Beckett looked quickly up to the sky to resume soaking up the sun’s
rays, hoping that she would not notice the tears that moistened his
deep blue eyes.
“I dreamt about you last night,” she said
casually.
“Oh yea, what was I, a gallant knight on his
white steed, rescuing you from some wicked dragon?” He quickly
dismissed the image of his wife.
“As if!” exclaimed Sarah.
“What then?”
“You’ll laugh, I know you!”
“Won’t, promise,” he smiled
self-deprecatingly in admission that he probably would.
“You were a tree.”
Beckett laughed.
“I told you you’d laugh!” shouted Sarah
spiritedly.
“Go on,” he encouraged, suppressing his smile
with difficulty.
“Well, you weren’t exactly a tree, bit
difficult to explain.

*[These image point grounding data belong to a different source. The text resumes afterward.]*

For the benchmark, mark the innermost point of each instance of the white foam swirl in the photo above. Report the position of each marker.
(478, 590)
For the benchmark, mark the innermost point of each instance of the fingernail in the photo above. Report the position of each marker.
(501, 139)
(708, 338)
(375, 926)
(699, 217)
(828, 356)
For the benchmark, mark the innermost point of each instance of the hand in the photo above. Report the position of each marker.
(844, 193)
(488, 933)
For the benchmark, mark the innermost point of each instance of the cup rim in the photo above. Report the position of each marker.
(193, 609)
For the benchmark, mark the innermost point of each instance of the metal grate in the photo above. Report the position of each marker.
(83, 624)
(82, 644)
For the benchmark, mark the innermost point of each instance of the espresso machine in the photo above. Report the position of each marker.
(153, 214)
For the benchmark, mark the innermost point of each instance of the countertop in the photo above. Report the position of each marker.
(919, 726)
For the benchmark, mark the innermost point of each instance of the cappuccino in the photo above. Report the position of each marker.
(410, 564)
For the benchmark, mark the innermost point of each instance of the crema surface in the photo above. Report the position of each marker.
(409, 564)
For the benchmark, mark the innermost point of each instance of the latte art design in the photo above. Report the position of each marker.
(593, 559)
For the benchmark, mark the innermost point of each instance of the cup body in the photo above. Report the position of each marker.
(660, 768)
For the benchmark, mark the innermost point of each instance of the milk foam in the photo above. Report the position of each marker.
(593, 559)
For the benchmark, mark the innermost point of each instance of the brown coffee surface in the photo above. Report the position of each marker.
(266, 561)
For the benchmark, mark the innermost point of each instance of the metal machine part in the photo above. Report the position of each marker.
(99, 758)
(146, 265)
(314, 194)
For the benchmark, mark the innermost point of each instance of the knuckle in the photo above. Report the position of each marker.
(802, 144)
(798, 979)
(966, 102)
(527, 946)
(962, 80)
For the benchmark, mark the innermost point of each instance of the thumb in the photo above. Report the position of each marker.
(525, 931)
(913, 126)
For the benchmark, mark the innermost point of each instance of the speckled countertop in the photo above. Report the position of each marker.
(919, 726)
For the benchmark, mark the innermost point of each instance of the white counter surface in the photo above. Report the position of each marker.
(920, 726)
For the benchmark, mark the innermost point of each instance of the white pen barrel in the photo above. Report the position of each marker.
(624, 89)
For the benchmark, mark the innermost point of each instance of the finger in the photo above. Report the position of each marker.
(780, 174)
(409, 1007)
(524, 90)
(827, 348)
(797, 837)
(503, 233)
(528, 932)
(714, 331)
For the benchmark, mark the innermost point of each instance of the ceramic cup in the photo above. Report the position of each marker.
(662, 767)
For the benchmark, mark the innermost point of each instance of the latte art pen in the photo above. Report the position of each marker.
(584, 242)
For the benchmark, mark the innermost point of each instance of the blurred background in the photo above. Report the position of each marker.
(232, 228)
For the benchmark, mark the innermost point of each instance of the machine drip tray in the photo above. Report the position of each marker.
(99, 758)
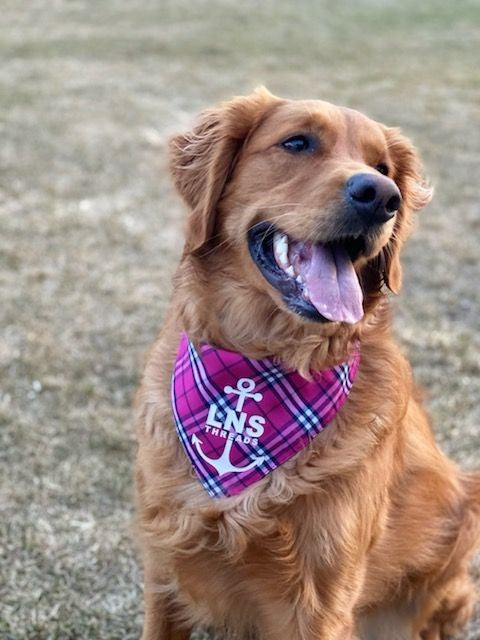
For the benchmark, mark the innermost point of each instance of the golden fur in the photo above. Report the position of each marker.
(369, 531)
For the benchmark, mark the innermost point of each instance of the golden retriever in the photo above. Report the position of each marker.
(369, 530)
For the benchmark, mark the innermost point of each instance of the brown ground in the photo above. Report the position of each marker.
(89, 92)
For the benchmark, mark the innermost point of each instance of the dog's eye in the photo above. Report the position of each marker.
(382, 168)
(299, 144)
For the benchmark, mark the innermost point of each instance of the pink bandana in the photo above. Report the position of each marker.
(238, 418)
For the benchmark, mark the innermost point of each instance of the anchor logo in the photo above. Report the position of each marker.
(222, 464)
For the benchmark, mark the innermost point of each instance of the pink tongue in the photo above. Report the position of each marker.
(332, 283)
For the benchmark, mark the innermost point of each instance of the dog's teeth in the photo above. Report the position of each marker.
(280, 250)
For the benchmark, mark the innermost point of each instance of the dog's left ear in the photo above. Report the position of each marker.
(202, 161)
(416, 194)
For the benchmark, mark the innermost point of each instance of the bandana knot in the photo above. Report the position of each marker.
(238, 418)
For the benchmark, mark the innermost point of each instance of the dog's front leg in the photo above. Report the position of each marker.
(160, 622)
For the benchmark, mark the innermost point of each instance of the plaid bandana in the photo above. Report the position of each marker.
(238, 418)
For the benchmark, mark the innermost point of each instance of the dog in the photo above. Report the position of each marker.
(298, 211)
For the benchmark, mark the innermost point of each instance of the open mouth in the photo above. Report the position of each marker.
(317, 281)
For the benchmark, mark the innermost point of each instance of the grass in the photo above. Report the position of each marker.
(91, 231)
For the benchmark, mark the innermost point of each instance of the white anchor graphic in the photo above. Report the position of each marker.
(244, 389)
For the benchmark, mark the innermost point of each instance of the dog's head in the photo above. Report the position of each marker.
(302, 202)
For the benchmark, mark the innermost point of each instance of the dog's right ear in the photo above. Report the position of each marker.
(202, 160)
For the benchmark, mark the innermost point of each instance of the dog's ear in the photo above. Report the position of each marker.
(202, 160)
(416, 194)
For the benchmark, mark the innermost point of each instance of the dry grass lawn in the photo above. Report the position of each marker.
(89, 93)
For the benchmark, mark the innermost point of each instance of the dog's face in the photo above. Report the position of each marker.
(310, 201)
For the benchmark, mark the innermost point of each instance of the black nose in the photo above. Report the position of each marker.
(375, 198)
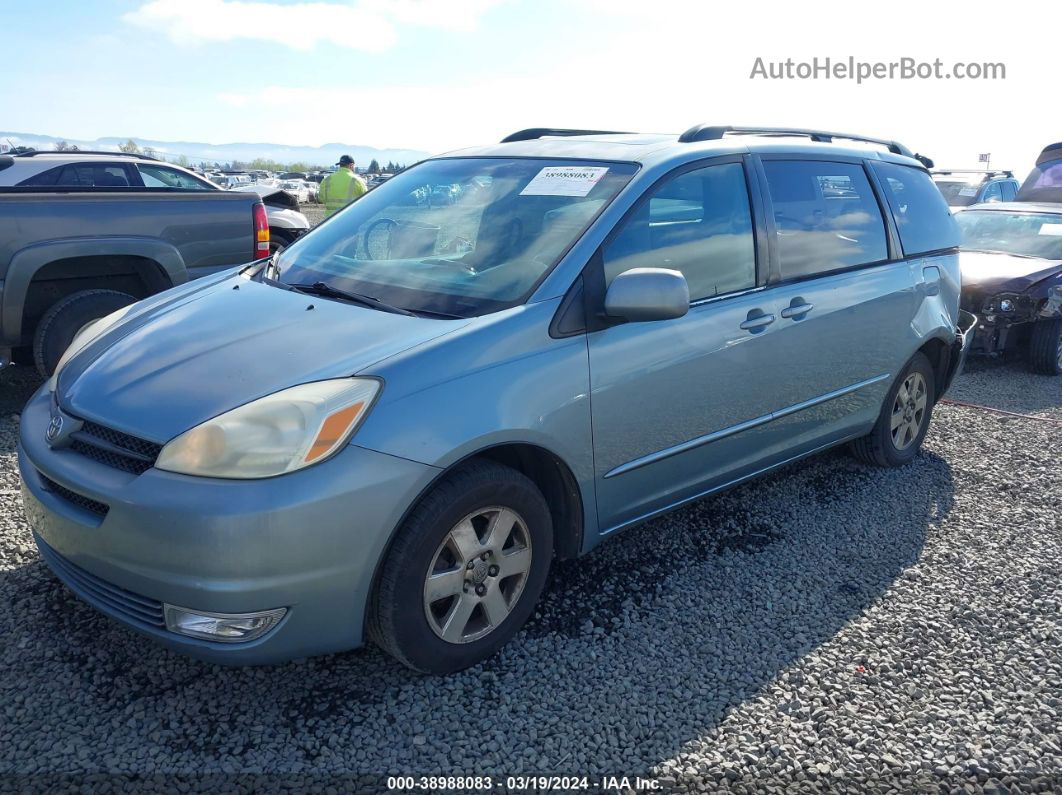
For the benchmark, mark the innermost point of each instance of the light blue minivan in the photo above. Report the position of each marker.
(392, 428)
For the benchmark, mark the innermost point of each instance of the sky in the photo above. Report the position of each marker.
(440, 74)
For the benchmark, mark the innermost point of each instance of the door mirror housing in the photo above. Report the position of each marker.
(647, 294)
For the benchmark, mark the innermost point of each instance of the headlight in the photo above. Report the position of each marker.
(83, 338)
(275, 434)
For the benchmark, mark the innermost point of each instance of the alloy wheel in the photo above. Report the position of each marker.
(477, 574)
(908, 411)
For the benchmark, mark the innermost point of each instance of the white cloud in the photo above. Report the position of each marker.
(304, 24)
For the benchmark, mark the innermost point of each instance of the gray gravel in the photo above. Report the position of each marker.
(831, 627)
(1012, 386)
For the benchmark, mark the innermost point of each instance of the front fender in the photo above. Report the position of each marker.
(498, 381)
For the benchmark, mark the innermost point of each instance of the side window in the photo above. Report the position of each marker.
(82, 175)
(825, 215)
(923, 219)
(993, 193)
(699, 223)
(159, 176)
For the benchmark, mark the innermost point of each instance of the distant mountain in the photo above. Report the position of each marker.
(197, 151)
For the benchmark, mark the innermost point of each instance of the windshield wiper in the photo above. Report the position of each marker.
(327, 291)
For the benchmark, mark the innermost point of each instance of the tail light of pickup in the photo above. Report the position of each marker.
(261, 230)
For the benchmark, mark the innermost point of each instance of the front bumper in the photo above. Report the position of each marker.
(308, 541)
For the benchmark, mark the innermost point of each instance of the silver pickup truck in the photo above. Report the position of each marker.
(69, 256)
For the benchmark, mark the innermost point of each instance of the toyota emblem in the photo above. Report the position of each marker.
(54, 428)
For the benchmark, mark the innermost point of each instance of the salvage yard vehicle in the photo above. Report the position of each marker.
(962, 188)
(78, 170)
(1011, 262)
(81, 236)
(392, 428)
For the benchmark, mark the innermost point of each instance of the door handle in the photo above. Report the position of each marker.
(756, 321)
(930, 276)
(797, 309)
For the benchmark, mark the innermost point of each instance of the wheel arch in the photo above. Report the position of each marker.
(156, 264)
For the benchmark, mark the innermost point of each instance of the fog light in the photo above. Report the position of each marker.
(226, 627)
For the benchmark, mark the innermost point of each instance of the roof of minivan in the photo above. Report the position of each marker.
(648, 149)
(1047, 208)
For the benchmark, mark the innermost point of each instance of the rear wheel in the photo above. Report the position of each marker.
(464, 571)
(66, 318)
(1045, 347)
(904, 420)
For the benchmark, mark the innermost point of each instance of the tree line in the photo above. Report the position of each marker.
(259, 163)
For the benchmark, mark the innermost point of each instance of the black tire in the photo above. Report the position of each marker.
(66, 317)
(878, 447)
(1045, 347)
(397, 620)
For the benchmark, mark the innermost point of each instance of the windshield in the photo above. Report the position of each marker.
(958, 193)
(1028, 234)
(461, 237)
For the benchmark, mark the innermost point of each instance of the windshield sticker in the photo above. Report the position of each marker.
(565, 180)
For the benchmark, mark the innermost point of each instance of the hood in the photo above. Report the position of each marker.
(182, 362)
(985, 272)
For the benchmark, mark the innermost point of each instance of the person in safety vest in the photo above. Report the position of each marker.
(341, 187)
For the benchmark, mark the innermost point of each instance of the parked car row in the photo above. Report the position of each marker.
(386, 431)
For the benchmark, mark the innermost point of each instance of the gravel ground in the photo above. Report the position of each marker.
(831, 627)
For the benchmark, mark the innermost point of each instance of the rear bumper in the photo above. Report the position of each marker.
(960, 347)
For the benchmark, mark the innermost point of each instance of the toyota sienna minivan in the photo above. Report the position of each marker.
(392, 428)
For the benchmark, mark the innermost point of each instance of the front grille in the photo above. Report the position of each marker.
(80, 500)
(114, 448)
(100, 592)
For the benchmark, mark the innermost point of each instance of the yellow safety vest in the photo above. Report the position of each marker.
(339, 189)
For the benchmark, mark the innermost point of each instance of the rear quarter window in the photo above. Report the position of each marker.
(923, 219)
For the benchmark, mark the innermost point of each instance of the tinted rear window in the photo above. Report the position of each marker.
(82, 175)
(826, 217)
(923, 219)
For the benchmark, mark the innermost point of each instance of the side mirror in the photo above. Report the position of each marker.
(647, 294)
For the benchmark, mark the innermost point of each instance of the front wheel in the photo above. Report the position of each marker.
(904, 420)
(465, 570)
(1045, 347)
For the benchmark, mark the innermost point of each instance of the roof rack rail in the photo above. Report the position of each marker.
(1051, 152)
(982, 172)
(533, 133)
(86, 152)
(713, 133)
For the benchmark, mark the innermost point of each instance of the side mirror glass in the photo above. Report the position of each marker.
(647, 294)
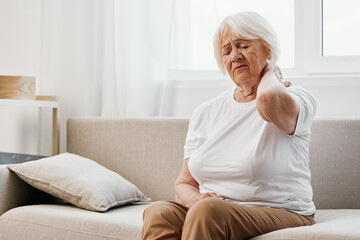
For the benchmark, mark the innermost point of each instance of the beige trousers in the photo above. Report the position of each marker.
(215, 219)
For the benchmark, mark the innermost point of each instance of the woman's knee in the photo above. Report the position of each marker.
(207, 209)
(162, 210)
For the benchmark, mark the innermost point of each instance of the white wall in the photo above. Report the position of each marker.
(20, 52)
(336, 96)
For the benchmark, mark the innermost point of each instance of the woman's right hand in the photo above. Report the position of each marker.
(201, 197)
(187, 188)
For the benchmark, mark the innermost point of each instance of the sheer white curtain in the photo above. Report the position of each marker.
(104, 58)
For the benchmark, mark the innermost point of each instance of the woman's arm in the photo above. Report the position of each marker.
(275, 104)
(187, 189)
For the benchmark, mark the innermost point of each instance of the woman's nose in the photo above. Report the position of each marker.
(236, 55)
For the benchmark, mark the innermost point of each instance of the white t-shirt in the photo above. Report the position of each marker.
(238, 155)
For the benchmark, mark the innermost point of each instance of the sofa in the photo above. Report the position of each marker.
(149, 152)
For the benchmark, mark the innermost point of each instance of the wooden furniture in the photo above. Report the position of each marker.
(51, 103)
(17, 87)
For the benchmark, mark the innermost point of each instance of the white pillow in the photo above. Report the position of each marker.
(80, 181)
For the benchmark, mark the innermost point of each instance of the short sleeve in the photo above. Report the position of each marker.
(192, 140)
(307, 109)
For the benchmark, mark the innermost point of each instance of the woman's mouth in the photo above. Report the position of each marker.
(240, 67)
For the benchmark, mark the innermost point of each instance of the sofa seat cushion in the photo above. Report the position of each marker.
(57, 222)
(329, 224)
(67, 222)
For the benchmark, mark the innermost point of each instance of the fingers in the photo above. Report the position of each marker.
(214, 195)
(287, 84)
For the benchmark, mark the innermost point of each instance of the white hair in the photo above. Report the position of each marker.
(247, 25)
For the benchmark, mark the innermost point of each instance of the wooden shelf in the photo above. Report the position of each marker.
(41, 104)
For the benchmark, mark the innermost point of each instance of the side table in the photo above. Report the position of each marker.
(41, 104)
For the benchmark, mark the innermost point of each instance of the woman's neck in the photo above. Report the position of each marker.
(245, 92)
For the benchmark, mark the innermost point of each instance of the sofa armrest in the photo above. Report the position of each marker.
(14, 192)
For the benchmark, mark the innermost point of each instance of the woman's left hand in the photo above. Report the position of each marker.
(276, 70)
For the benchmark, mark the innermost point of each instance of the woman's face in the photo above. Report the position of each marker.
(243, 59)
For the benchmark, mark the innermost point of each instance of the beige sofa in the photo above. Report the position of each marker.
(148, 152)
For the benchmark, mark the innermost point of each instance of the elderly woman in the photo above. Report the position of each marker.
(246, 168)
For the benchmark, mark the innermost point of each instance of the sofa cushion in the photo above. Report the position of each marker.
(329, 224)
(80, 181)
(58, 222)
(67, 222)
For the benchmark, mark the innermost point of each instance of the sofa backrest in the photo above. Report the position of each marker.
(149, 153)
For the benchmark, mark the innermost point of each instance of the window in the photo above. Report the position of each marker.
(340, 28)
(195, 22)
(316, 36)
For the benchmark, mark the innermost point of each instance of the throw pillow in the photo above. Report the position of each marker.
(80, 181)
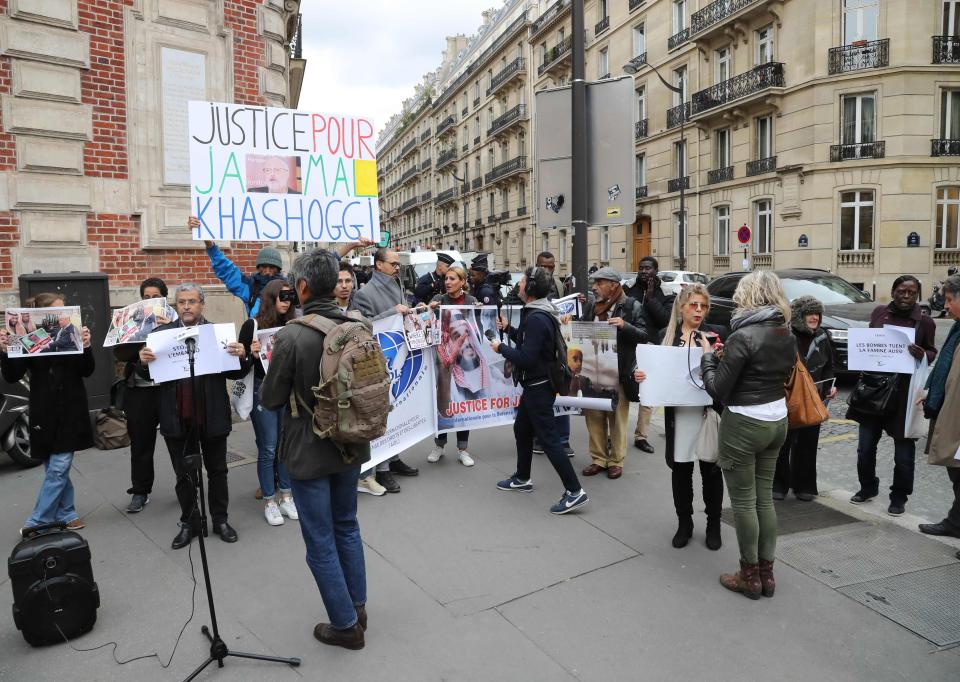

Your face was growing out of a tree, but I
know it was you.”
“You been reading Tolkien again?”
“Maybe,” she laughed sharply before her face
took on an earnest expression. “You looked very happy being a tree
man, swathed in green leaves and stuff. Trouble was, someone had a
big axe and was trying to cut you down.”
“Who, an evil troll?”
“No, Mum.”
The smile vanished from Beckett’s face.
“Look, Sarah. Me and your mother are
fine.”
“No you’re not!” Sarah began to cry. Beckett
had not seen his daughter cry for many years and it wrenched at his
heart to see her so distressed. He quickly stood up and squatted
before her.
“Hey, none of that, come here!” He extended
his arms and Sarah accepted the invitation of his embrace. “Hey,
look, me and your mum are fine; all grownups go through difficult
times. It’s nothing for you to worry about.”
“But what about uni?” she cried
pitifully.
“Hey, uni is not in doubt, there is no way
you’re not going, if that’s what you want. I promised you that I’ll
help pay your way, I told you not to worry about student debt, no
other kids seem to worry about it, I don’t know why you do.”